The API allows the user to find the current connectivity state of devices, and to filter devices by their connectivity state.

The WSS allows the user to subscribe to connectivity events in real time.

Knowing if a device is online or not is not an easy task, as the network adds a lot of uncertainty. For instance, a device could open a TCP connection to the cloud, but after having established the connection, a network issue could prevent both of the parties to know that the communication has been broken.

Moreover, not all communication channels offer ways to know if a device is online. For instance, in the case of a device relying on HTTP to send telemetries, the notion of being online does not really make sense, because all HTTP calls are spontaneous, and do not maintain a persistent connection.

Consequently, Kamea exposes two different connectivity statuses, computed from different sources.

Connectivity status types

From telemetries

Whether or not a device uses a persistent connection, we can deduce its connectivity status based on the fact that it is sending telemetries. Receiving a telemetry from a device necessarily means that it is online.

Kamea uses the telemetries, regardless of the channel they come from, to provide a connectivity status. As soon as the backend receives a telemetry from a previously offline device, the device will be updated in database to reflect its new connectivity status.

The tricky part is defining when it should be considered offline. In Kamea, by default, the device will be considered as offline 30 seconds after having sent its last telemetry. This delay is configurable through the API, and goes up to one year. Setting it to 0 means that the device will never go back to offline mode, even if it never sends another telemetry.

From underlying channel

For all communication channels that provide this feature, Kamea will relay the connectivity status without altering it. This means that Kamea is subject to the same limitations, if any, as the channels.

Here are the limitations of the currently implemented channels:

IoT Hub: connectivity events are delayed up to 60 seconds, as explained in this documentation.

Usage

Kamea does not expose a generic online status. Instead, all known statuses (from telemetries and underlying channels) are exposed to the user. Developers are responsible for creating their own understanding of the connectivity status and have the option to use more than one status.
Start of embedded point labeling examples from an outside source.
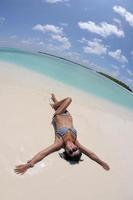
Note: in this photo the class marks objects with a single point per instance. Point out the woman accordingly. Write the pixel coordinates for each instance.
(65, 137)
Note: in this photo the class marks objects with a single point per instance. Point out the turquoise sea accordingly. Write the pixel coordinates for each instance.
(70, 74)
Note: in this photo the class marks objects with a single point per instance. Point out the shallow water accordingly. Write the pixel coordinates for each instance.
(70, 74)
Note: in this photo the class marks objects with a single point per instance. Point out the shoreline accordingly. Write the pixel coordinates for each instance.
(26, 128)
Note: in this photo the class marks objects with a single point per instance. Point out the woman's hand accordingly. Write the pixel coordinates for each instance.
(21, 169)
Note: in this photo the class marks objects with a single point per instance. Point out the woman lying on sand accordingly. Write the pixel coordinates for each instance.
(65, 137)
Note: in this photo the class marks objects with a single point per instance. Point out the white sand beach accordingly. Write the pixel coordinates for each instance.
(25, 129)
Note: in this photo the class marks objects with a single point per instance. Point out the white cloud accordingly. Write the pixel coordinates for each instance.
(115, 67)
(13, 36)
(130, 72)
(64, 40)
(103, 29)
(55, 1)
(95, 47)
(48, 28)
(128, 16)
(2, 20)
(56, 33)
(31, 41)
(117, 21)
(117, 55)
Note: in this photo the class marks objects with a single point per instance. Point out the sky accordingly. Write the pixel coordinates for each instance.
(96, 33)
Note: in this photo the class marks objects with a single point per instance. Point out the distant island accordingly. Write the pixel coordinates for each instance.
(116, 80)
(103, 74)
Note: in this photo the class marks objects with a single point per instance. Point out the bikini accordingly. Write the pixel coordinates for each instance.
(63, 130)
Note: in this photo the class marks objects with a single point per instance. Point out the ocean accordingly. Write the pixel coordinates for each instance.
(70, 74)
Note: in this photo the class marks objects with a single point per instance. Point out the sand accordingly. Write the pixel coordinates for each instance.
(25, 129)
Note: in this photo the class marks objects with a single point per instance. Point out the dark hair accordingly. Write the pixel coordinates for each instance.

The reasoning behind this decision is to keep the developers as close to the raw information as possible, to make the most relevant choice depending on the use case. For example, in some cases, a device that is connected to IoT Hub but is not sending any information could mean that there is something wrong with it. In that case, it would be an interpretation error from Kamea to consider the device as online.

Technical details

Telemetries & Redis

Computing the connectivity status from telemetries and saving it into the main SQL database raises an issue: by design, all the ingestion processes must not include the API nor the SQL DB to avoid scalability issues. But in this case, we need to update the DB based on the reception of telemetries. To avoid creating a bottleneck here, a Redis database is used between the ingestion chain and the DB.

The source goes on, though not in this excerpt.